Connect with us

Tech & Gadgets

CES 2022: As health concerns rise, so do car gadgets

Published

on


With personal health becoming a growing priority around the world, the auto industry is on the lookout for new gadgets and accessories to make the car cockpit feel safe for the driver and passengers.

Items on display at this week’s Consumer Electronics Show (CES) include air purifiers, car seat alarms and intelligent sun visors.

The aim is to turn the automobile “into a health cocoon of sorts,” Valio’s deputy chief executive Christophe Perillat said at a news conference at the show in Las Vegas.

The French auto supplier’s merchandise at CES includes equipment to monitor drivers’ attention and air filters and systems that allow individual climate control for passengers.

The company’s filtration system for cars and buses clears more than 95 percent of viruses, including COVID-19.

CabinAir and Marelli also showcased car air purification systems that can be installed inside the cockpit or in cup holders.

Another offering from Gentex is a sensor made of nano-fibers capable of surveying the air and identifying contaminants.

Carla Bailo, head of the Center for Automotive Research, said the latest generation of technology follows earlier efforts focused on the trucking industry, where prolonged periods behind the wheel lead to poor physical health.

After developing more ergonomic seats, auto suppliers have begun to focus on equipment to help drivers get ahead of other health problems such as cardiovascular issues and maintain driver awareness.

alerting parents

Some systems comply with government requirements on autos.

Italian startup Filo has developed an alarm system for children’s car seats, following a law in its home country aimed at preventing children from leaving them in the car on hot days.

The company was in Las Vegas to launch the technology for the United States, where hyperthermia causes dozens of casualties each year.

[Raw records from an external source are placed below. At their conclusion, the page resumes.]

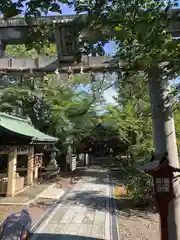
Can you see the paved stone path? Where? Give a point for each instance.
(83, 214)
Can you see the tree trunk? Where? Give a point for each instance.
(165, 140)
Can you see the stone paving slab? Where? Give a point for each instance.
(84, 214)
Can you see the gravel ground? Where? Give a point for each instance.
(138, 225)
(38, 208)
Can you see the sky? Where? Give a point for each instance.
(109, 48)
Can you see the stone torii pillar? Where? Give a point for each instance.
(12, 161)
(30, 167)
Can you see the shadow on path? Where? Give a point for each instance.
(47, 236)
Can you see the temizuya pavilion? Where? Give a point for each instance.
(19, 137)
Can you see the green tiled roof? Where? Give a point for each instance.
(23, 127)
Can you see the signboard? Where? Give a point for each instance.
(22, 150)
(66, 43)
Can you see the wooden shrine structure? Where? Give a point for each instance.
(18, 137)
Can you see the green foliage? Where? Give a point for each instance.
(140, 188)
(22, 51)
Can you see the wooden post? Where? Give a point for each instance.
(12, 161)
(30, 167)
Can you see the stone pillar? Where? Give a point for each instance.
(2, 49)
(36, 172)
(12, 161)
(30, 168)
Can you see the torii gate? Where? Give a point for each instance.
(15, 31)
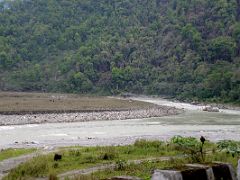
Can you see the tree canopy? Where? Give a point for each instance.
(187, 49)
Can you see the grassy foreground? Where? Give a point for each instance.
(20, 103)
(10, 153)
(181, 150)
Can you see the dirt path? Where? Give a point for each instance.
(74, 173)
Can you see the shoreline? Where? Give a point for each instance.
(155, 111)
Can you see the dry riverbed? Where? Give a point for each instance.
(37, 108)
(154, 111)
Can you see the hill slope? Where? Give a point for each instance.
(182, 48)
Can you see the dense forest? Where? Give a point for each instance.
(188, 49)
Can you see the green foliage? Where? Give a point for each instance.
(222, 48)
(190, 146)
(150, 47)
(228, 146)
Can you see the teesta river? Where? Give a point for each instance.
(193, 122)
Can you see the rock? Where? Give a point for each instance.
(166, 175)
(214, 171)
(210, 109)
(125, 178)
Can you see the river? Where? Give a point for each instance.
(193, 122)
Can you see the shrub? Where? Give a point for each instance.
(109, 154)
(232, 147)
(191, 147)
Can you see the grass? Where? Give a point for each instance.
(143, 170)
(22, 103)
(75, 158)
(84, 157)
(10, 153)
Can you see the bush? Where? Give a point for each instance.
(232, 147)
(142, 143)
(190, 146)
(109, 154)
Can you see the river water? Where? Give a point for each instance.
(193, 122)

“With the busyness of life, the stress, et cetera, sadly we want to acknowledge that parents really miss sometimes… and they leave their kids in the car,” says Rudolf Said Jantos, who works in Marketing for Filo

The company’s Bluetooth-based system will alert the child to the seat when the driver moves away from the vehicle.

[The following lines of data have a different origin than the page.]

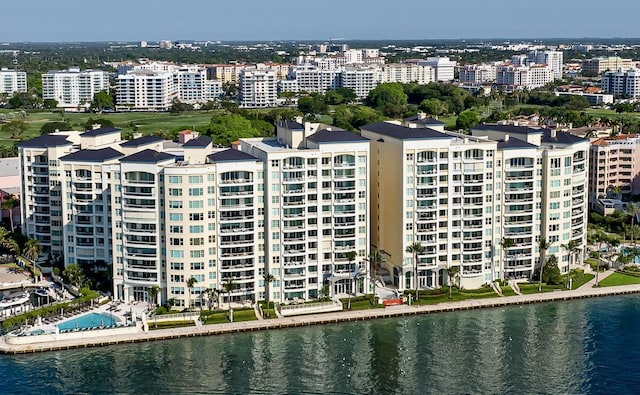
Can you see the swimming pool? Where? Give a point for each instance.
(91, 320)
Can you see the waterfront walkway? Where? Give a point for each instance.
(586, 291)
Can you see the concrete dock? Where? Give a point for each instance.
(586, 291)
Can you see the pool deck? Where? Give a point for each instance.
(586, 291)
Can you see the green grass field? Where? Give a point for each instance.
(146, 122)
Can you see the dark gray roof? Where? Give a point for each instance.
(424, 121)
(231, 155)
(291, 125)
(514, 143)
(335, 136)
(93, 155)
(561, 138)
(514, 129)
(147, 156)
(101, 131)
(144, 140)
(200, 142)
(403, 132)
(46, 140)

Other child-protection devices use cameras, radar, vibration detection and weight sensors, said Mike Ramsay, an expert in auto technology at consultancy Gartner.

Many of these products aren’t brand new, but “are becoming more practical in terms of cost and capabilities,” thanks to advances in algorithms and processors, Ramsay said.

These new devices have also been fueled by the rise of autonomous driving systems, which employ cameras and radar, said Jacques Aschenbroich, Valeo’s chief executive officer.

“We were focusing more on the comfort and heating of the seats,” he said. “Now our customers also ask for more visual comfort and security applications based on these cameras and radars”.

At CES, Bosch demonstrated its “virtual visor”, a transparent screen that traces the position of the driver’s eyes to an internal camera and can darken only the part of the windshield through which the sun disturbs the driver. will do, leaving the rest undisturbed.

“The key point is to use technology to really improve the customer experience, not to seem offensive,” Bailo said.

“There’s a fine line between ‘we’re trying to keep you safe, we’re trying to keep you healthy’ and ‘we’re watching what you’re doing’.”


Get the latest from the Consumer Electronics Show on Gadgets 360 on our CES 2022 hub.